What would happen to prices if storage did reach capacity? Well, they would probably fall further. Indeed, there has been discussion in the oil market about negative oil prices, arising when producers pay buyers to take oil off their hands because the alternative is to shut-in production. In some cases that could be severely damaging for reservoirs – in Russia for example but also where the crude contains a high proportion of wax and, when not moving along a pipeline, has the tendency to create what resembles a very large wax candle. Oil producers may well seek to get crude out of their systems at almost any price just to ensure continued production and avoid these serious operational issues. However, with lockdowns still in place over most of the world, lower – or even negative – prices are unlikely to stimulate demand that much, consumers simply cannot, or will not, travel at the moment so low prices could have only a very limited impact on demand and therefore do little to solve a looming storage crisis.

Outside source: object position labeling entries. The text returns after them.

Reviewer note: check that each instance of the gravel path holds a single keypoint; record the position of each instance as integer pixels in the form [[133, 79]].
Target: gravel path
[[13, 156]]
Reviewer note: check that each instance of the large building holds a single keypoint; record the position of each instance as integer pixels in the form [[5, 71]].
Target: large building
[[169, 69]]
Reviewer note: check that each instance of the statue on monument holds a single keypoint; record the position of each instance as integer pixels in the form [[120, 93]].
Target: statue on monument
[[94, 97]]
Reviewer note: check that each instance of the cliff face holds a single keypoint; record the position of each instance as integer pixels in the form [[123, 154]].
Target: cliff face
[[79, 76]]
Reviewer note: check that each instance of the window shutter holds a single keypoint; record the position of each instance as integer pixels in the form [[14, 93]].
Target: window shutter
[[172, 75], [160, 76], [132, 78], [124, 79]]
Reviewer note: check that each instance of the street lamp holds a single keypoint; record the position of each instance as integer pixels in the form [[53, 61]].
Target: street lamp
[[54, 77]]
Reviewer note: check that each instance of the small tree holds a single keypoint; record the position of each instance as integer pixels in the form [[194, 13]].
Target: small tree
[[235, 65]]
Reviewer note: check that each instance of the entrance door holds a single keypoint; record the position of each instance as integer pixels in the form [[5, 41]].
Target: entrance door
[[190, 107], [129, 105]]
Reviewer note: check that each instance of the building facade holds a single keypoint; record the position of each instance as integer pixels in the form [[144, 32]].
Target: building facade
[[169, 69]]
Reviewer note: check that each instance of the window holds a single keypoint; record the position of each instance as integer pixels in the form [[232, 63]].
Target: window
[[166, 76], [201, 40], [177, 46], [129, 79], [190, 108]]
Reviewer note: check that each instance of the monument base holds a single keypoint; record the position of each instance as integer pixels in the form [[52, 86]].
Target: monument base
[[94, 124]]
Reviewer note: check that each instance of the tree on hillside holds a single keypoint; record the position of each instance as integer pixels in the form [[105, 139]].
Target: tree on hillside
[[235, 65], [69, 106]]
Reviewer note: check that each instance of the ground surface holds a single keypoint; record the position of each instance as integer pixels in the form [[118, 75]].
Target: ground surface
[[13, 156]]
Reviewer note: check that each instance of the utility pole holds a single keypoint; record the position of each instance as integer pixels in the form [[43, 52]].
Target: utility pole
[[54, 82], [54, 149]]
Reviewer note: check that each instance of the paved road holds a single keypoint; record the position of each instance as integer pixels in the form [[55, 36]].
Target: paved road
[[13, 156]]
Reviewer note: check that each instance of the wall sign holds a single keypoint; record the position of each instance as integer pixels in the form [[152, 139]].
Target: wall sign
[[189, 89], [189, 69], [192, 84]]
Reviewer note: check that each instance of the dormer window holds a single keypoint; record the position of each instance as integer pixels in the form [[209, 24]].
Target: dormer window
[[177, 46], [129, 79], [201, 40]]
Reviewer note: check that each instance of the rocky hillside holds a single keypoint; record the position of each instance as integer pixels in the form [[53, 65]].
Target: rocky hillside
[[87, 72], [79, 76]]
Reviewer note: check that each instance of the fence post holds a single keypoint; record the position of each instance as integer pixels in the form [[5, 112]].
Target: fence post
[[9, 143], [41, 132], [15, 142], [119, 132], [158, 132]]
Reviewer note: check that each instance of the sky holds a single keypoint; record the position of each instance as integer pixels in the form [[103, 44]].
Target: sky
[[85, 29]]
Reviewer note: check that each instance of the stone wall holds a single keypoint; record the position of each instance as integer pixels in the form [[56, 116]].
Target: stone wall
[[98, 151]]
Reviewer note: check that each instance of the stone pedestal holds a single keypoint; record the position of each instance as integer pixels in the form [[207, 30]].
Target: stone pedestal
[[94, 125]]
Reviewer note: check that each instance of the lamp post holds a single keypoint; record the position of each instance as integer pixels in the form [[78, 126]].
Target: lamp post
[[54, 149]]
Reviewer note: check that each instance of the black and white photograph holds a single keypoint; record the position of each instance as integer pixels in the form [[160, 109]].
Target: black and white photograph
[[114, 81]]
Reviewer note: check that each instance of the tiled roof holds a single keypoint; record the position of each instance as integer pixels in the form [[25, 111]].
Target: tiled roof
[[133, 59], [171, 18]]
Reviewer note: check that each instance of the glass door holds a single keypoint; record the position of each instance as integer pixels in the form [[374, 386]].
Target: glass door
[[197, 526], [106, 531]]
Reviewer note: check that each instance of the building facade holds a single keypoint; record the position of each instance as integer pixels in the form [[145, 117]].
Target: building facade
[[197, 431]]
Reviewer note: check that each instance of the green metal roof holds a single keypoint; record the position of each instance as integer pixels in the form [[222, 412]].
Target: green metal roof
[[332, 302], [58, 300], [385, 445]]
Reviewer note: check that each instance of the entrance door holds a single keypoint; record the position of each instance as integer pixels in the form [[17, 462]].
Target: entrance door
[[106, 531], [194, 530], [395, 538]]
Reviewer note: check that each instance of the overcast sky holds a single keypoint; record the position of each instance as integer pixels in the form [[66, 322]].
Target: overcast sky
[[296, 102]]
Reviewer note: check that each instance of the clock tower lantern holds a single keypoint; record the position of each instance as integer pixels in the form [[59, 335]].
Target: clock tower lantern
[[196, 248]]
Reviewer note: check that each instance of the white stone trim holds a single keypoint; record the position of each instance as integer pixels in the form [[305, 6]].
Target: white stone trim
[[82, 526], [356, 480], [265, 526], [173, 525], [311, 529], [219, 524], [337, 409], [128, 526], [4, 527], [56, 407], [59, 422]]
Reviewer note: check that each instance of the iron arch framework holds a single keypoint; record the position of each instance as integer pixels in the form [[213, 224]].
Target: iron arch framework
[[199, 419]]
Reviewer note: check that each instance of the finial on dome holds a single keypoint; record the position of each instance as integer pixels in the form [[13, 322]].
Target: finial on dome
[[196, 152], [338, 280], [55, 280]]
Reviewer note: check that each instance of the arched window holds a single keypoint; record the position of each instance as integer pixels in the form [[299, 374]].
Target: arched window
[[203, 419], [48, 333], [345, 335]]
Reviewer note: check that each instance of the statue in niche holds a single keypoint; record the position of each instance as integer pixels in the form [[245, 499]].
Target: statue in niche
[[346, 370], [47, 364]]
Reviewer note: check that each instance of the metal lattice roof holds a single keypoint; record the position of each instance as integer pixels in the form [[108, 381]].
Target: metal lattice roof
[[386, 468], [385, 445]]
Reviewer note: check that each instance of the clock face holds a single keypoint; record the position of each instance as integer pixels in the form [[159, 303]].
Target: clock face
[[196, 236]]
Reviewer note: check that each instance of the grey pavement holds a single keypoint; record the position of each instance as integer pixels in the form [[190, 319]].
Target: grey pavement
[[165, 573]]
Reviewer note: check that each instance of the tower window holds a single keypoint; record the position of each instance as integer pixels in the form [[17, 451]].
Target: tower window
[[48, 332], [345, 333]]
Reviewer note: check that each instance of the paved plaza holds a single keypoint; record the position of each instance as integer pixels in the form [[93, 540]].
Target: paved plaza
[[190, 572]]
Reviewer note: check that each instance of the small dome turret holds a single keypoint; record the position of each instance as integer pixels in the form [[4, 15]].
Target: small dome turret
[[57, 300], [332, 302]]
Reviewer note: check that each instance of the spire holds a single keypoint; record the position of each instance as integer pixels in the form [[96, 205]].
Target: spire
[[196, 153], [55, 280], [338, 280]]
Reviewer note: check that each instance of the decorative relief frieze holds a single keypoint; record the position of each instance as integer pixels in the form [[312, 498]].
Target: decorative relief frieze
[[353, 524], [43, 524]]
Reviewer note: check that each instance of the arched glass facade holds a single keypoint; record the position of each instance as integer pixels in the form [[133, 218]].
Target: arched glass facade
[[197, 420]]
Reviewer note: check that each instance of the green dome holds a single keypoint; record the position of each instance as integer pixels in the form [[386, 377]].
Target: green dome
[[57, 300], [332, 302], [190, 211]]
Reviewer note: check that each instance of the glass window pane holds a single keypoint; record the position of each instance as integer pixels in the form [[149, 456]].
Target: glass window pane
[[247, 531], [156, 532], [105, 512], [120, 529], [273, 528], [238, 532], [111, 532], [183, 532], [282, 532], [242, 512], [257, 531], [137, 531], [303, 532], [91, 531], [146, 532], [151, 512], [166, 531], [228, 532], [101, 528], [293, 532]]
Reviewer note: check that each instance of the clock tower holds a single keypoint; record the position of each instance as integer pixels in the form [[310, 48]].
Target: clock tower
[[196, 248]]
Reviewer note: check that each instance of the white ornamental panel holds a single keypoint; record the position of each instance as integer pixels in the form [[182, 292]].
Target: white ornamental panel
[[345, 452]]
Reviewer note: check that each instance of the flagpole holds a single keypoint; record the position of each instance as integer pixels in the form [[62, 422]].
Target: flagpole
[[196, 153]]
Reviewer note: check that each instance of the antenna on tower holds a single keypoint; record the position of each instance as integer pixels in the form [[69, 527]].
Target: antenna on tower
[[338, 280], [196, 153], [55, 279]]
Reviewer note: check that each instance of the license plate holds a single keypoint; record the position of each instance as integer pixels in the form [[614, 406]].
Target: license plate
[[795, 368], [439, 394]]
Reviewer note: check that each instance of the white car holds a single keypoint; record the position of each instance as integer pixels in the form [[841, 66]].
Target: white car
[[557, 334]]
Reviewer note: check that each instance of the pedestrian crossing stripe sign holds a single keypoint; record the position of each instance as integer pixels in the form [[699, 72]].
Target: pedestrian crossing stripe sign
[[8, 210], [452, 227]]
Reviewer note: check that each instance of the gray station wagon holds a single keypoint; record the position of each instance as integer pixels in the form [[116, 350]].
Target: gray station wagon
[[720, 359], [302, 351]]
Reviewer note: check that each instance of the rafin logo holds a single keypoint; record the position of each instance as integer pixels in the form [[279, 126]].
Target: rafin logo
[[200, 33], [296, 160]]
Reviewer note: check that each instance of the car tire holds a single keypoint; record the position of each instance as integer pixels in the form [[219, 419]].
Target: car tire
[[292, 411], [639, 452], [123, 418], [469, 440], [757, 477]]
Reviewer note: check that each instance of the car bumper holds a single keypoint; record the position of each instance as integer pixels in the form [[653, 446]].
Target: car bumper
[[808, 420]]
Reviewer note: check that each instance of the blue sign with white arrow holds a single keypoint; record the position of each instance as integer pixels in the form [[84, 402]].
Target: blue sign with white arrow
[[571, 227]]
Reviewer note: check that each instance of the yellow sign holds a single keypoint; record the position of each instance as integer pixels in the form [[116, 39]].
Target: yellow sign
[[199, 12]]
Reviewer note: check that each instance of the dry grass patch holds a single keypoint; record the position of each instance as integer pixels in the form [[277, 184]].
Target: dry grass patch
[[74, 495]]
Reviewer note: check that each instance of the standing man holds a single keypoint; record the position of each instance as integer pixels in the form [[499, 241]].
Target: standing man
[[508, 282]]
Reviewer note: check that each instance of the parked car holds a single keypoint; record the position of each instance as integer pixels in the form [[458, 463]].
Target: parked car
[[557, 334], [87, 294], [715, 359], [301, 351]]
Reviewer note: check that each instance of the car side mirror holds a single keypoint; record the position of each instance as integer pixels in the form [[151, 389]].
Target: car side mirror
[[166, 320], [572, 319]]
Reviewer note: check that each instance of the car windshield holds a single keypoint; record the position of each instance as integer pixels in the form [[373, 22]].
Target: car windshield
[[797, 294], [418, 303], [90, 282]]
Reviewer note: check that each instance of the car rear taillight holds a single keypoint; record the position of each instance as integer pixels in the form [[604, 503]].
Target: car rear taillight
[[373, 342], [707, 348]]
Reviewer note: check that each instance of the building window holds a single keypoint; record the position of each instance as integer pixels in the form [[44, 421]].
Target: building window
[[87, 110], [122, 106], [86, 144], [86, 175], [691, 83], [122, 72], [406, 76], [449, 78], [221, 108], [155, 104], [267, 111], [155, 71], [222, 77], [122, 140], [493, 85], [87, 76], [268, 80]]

With storage approaching capacity, will there be another OPEC+ meeting? Potentially yes – if the situation continues. It may not be the grand affair of the last meeting in Vienna, but certainly discussions – almost certainly already taking place at the technical level – will be given a renewed impetus with a focus on effective compliance and monitoring to ensure that the agreement is adhered to (however flawed that agreement– the baseline from which cuts are calculated is an out-of-date October 2018 and we should not expect another 10 mbd of cuts from non-OPEC countries, certainly not voluntarily).
Will that be enough to stave off a further crisis? Watch this space, we are literally in uncharted territory in the oil market these days.